Note that: $$ Z^2 \quad=\quad p.Z^2\quad+\quad(1-p).Z^2 $$
...and similarly: $$ Z_{prime}^2 \quad=\quad p.Z_{prime}^2\quad+\quad(1-p).Z_{prime}^2 $$
...therefore: $$ \chi^2 \quad= p.Z^2\quad+\quad(1-p).Z^2 + \quad p.Z_{prime}^2\quad+\quad(1-p).Z_{prime}^2 $$ So for all 3 faces (A, B, C) we have the following system of equations: $$ \chi^2 \quad= p_{A}.Z_{A}^2\quad+\quad(1-p_{A}).Z_{A}^2 + \quad p_{A}.Z_{A.prime}^2\quad+\quad(1-p_{A}).Z_{A.prime}^2 \\ \chi^2 \quad= p_{B}.Z_{B}^2\quad+\quad(1-p_{B}).Z_{B}^2 + \quad p_{B}.Z_{B.prime}^2\quad+\quad(1-p_{B}).Z_{B.prime}^2 \\ \chi^2 \quad= p_{C}.Z_{C}^2\quad+\quad(1-p_{C}).Z_{C}^2 + \quad p_{C}.Z_{C.prime}^2\quad+\quad(1-p_{C}).Z_{C.prime}^2 \\ $$
[Equations 1-3]
Now, since: $$ Z = \frac{(O-E)}{\sigma} $$
…and: $$ Z^2 = \frac{(O-E)^2}{np(1-p)} $$ …then, if we multiply Z^2 by (1-p) we get: $$ (1-p).\frac{(O-E)^2}{np(1-p)} = \frac{(O-E)^2}{np} $$ Therefore, the sum of the 2nd column from Equations 1-3 is identical to Pearson's chi-square test statistic for 2 degrees of freedom, i.e.: $$ (1-p_{A}).Z_{A}^2\quad +\quad (1-p_{B}).Z_{B}^2 \quad+ \quad(1-p_{C}).Z_{C}^2 \\= \frac{(O_{A}-E_{A})^2}{E_{A}}\quad+\quad\frac{(O_{B}-E_{B})^2}{E_{B}}\quad+\quad\frac{(O_{C}-E_{C})^2}{E_{C}} $$
My question is: how can I demonstrate from Equations 1-3 that: $$ \chi^2\quad=\quad(1-p_{A}).Z_{A}^2\quad +\quad (1-p_{B}).Z_{B}^2 \quad+ \quad(1-p_{C}).Z_{C}^2 $$ [Equation 4]

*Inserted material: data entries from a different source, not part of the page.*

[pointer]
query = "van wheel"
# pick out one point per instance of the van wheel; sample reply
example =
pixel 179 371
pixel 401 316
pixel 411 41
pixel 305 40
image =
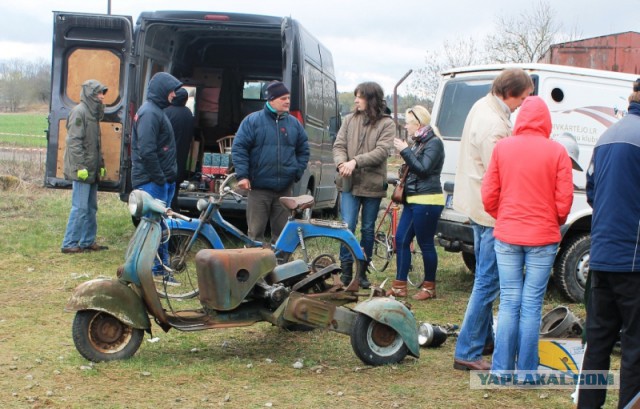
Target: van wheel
pixel 572 267
pixel 469 261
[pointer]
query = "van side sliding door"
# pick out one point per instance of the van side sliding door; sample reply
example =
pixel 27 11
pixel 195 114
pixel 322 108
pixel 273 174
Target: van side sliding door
pixel 88 46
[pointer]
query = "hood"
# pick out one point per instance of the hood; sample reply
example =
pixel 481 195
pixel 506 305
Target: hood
pixel 160 86
pixel 89 96
pixel 181 98
pixel 533 118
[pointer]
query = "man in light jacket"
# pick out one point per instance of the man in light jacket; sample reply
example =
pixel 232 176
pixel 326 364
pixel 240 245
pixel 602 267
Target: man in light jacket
pixel 487 123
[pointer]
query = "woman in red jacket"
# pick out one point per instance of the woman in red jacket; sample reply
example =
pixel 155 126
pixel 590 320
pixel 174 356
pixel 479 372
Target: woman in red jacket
pixel 528 189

By the way, it's already straightforward to demonstrate that: $$ \chi^2 = \\ p_{A}.Z_{A}^2\quad+\quad p_{A}.Z_{A.prime}^2 + \\ p_{B}.Z_{B}^2\quad+\quad p_{B}.Z_{B.prime}^2 + \\ p_{C}.Z_{C}^2\quad+\quad p_{C}.Z_{C.prime}^2 \\ $$ ...since the sum of probabilities = 1.
Similarly, we can show that: $$ 2*\chi^2 = \\ (1-p_{A}).Z_{A}^2\quad+\quad (1-p_{A}).Z_{A.prime}^2 + \\ (1-p_{B}).Z_{B}^2\quad+\quad (1-p_{B}).Z_{B.prime}^2 + \\ (1-p_{C}).Z_{C}^2\quad+\quad (1-p_{C}).Z_{C.prime}^2 \\ $$ ...since the sum of (1-probabilities) = 2.
But I'm not sure that these identities help me arrive at Equation 4.